In MDA-MB-453 cells, treated with sodium pervanadate, levels of phosphorylated forms of ErbB2 and ErbB3 increased by 30.8-fold and 39.4-fold, respectively (Fig. 3A). Upon treatment with neuregulin (ErbB3 agonist), ErbB3 phosphorylation increased by 11.3-fold compared to untreated cells. In this experiment, neither expression nor phosphorylation of ErbB4 was detected (Fig. 3).

Fig. 3.

Fig. 3.

Phosphoproteomic analysis of RTKs by multiplex microbead immunoassay in MDA-MB-453 cells. Details are the same as described for Figure 2. Abbreviations: MFI, median fluorescence intensity; RTK, receptor tyrosine kinase.

Analysis of A431 cells by multiplex microbead suspension array showed that EGFR, ErbB2, and ErbB3 were hyperphosphorylated upon treatment with pervanadate. Phosphorylation of EGFR increased by 5.5-fold, phosphorylation of ErbB2 receptor increased by 8.2-fold, and phosphorylation of ErbB3 receptor increased by 34.5-fold (Fig. 4A). These results confirmed that the multiplex assay was able to detect phosphorylation of 3 of 4 of the ErbB family RTKs. EGF induced phosphorylation of EGFR by 3.8-fold, and ErbB2 receptor by 3.3-fold. However, in the A431 cell line, neuregulin treatment did not increase the level of phosphorylation of ErbB3 as dramatically as in the MDA-MB-468 cell line (Fig. 4). This difference is likely due to EGFR sequestering ErbB2 away from ErbB3, and thereby compromising the ability of neuregulin to lead to dimerization of ErbB2 and ErbB3.

Fig. 4.

Fig. 4.

Phosphoproteomic analysis of RTKs by multiplex microbead immunoassay in A431 cells.

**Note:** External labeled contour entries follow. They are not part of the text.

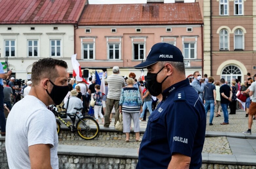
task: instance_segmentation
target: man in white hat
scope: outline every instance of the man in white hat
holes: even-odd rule
[[[31,89],[31,86],[32,86],[32,82],[30,80],[28,81],[28,82],[27,82],[27,85],[28,86],[24,89],[24,91],[23,91],[24,97],[29,94],[30,90]]]

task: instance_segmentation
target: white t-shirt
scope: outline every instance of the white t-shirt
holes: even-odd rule
[[[51,167],[58,168],[56,128],[55,116],[37,98],[27,95],[18,102],[6,122],[5,147],[9,168],[30,168],[29,147],[49,144]]]

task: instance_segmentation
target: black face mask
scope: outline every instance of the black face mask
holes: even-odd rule
[[[162,84],[168,77],[166,77],[161,83],[157,82],[156,77],[157,74],[164,68],[164,66],[157,73],[148,73],[145,76],[145,80],[147,82],[147,88],[149,93],[153,96],[157,96],[162,93]]]
[[[69,92],[69,86],[57,86],[54,84],[49,80],[51,83],[53,85],[53,87],[52,88],[50,93],[49,93],[47,89],[46,89],[45,90],[52,99],[55,104],[59,105],[61,103],[65,96]]]

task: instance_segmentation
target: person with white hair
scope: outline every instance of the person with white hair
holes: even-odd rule
[[[23,97],[25,97],[27,95],[28,95],[29,92],[31,89],[31,86],[32,86],[32,82],[30,80],[28,81],[27,82],[27,84],[28,86],[24,89],[23,91]]]

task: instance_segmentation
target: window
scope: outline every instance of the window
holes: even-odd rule
[[[228,0],[220,0],[220,15],[228,15]]]
[[[141,60],[144,59],[144,44],[133,44],[133,59]]]
[[[244,37],[243,31],[241,29],[236,29],[235,31],[234,49],[241,50],[244,49]]]
[[[84,59],[93,59],[93,43],[83,43]]]
[[[120,59],[119,44],[108,44],[108,56],[110,59]]]
[[[192,32],[193,31],[193,29],[192,27],[187,27],[187,32]]]
[[[228,34],[226,29],[222,29],[220,32],[220,50],[227,50]]]
[[[38,41],[29,40],[28,41],[28,56],[38,56]]]
[[[5,40],[5,56],[15,56],[15,41]]]
[[[184,43],[184,58],[187,59],[195,59],[195,43]]]
[[[243,15],[243,0],[235,0],[235,15]]]
[[[51,40],[50,41],[51,56],[58,57],[60,56],[60,40]]]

Details are the same as described for Figure 2. Abbreviations: MFI, median fluorescence intensity; RTK, receptor tyrosine kinase.

To confirm the specificity of antibodies used in coating microbeads for capturing ErbB receptors, lysates of stimulated cells were also tested by IP and WB. Results obtained in IP/WB analysis were generally similar to those in the multiplex microbead assay (Figs. 24, panels B). However, in the case of MDA-MB-453 cells, increase in phosphorylation of ErbB3 above the baseline was not readily detected by IP/WB even after treatment with pervanadate (Fig. 3). The total amount of ErbB receptors in lysates from nontreated and treated cells was similar (Figs. 24, panel C, lower part). Thus, the results of the multiplex microbead immunoassays are consistent with those obtained by the conventional IP/WB method. However, the advantage of the multiplex microbead immunoassay is that it enables analysis of multiple proteins in a single sample with internal controls and affords a higher throughput.

Phosphorylation Kinetics of RTKs in Cells Treated With EGF or Neuregulin

To study the kinetics of phosphorylation of ErbB family of RTKs upon stimulation with growth factors, a time-course experiment was performed by treating MDA-MB-453, MDA-MB-468, and A431 cells with EGF or neuregulin for various intervals of time ranging from 1 to 60 min. EGF activation induced phosphorylation of EGFR in MDA-MB-468 and A431 cells (Fig. 5B) but not in MDA-MB-453 cells that lack EGFR (Fig. 5A). Interestingly, patterns of phosphorylation of EGFR in MDA-MB-468 and A431 cells are very similar. After treatment with EGF, phosphorylation of EGFR increased in both MDA-MB-468 and A431 cells within 1 min; tyrosine phosphorylation continued to increase throughout the 60-min period of observation (Fig. 5).

Fig. 5.

Fig. 5.

Kinetics of phosphorylation of RTKs in cells treated with EGF or neuregulin. (A) MDA-MB-453, (B) MDA-MB-468, and (C) A431 cells were activated with 16.5 nM EGF or 1:500 neuregulin for various times ranging from 1 to 60 min. Microbeads used in the multiplex assay were coated with antibodies against EGFR (diamond), ErbB2 (square), ErbB3 (triangle), and ErbB4 (cross). Multiplex microbead immunoassay was performed as described for Figure 2. Detection of phosphorylation was performed by 4G10. Error bars represent standard error of n = 4 values. Abbreviations: MFI, median fluorescence intensity; RTK, receptor tyrosine kinase.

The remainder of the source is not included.